The U.S Treasury building in Washington.

Image: U.S Treasury building in Washington. REUTERS/Kevin Lamarque/File Photo

The U.S. Treasury announced on September 8 that it will release guidance on additional clean energy tax incentives, including a provision to deter companies from relying on Chinese supply chains, before the end of 2023.

Treasury’s assistant secretary for tax policy, Lily Batchelder, declined to provide specific timing for the guidance on “foreign entity of concern” rules. However, she confirmed that the guidance would be released along with the “45X” manufacturing production tax for clean energy products such as solar, wind, batteries, and critical minerals components.

For auto industry stakeholders making investment decisions about battery production for electric vehicles, these new rules are of significant interest. The foreign entity of concern rules are set to take effect in 2024 for completed batteries and 2025 for the critical minerals used in their production.
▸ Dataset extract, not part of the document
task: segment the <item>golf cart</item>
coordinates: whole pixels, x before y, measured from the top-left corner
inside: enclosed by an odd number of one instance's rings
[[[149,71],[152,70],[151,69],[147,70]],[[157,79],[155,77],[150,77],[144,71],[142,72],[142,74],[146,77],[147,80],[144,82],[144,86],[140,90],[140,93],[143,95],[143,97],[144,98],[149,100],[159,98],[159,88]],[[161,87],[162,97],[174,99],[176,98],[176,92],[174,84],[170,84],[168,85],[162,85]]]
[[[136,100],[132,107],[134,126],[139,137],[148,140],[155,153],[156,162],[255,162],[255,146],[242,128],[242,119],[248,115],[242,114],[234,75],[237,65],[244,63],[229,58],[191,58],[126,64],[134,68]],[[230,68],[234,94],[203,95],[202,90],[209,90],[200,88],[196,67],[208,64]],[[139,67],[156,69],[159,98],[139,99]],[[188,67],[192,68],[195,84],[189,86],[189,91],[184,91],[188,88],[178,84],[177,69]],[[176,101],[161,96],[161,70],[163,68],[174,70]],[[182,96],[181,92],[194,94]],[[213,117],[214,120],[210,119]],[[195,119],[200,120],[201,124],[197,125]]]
A key decision in the forthcoming guidance is the assessment of (F.N) Ford Motor Co’s deal to license the technology of Chinese battery manufacturer CATL (300750.SZ). This licensing arrangement has raised concerns among U.S. lawmakers due to Ford’s intent to use this technology in U.S. battery plants, and whether this meets the Treasury’s standards for accessing the tax credits.

Batchelder also mentioned that the Treasury would soon release guidance on tax credits for investments in energy-efficient home improvements and sustainable aviation fuel. Other guidance expected by the end of 2023 includes Section 48 clean power investment tax credit and clean hydrogen tax credits.

When the Inflation Reduction Act (IRA) was passed in August 2022, initial cost estimates for its clean energy tax credits were around $369 billion over 10 years. Since then, strong demand for these credits from various investment projects has led some analysts to estimate that the IRA’s fiscal costs could reach up to $1 trillion.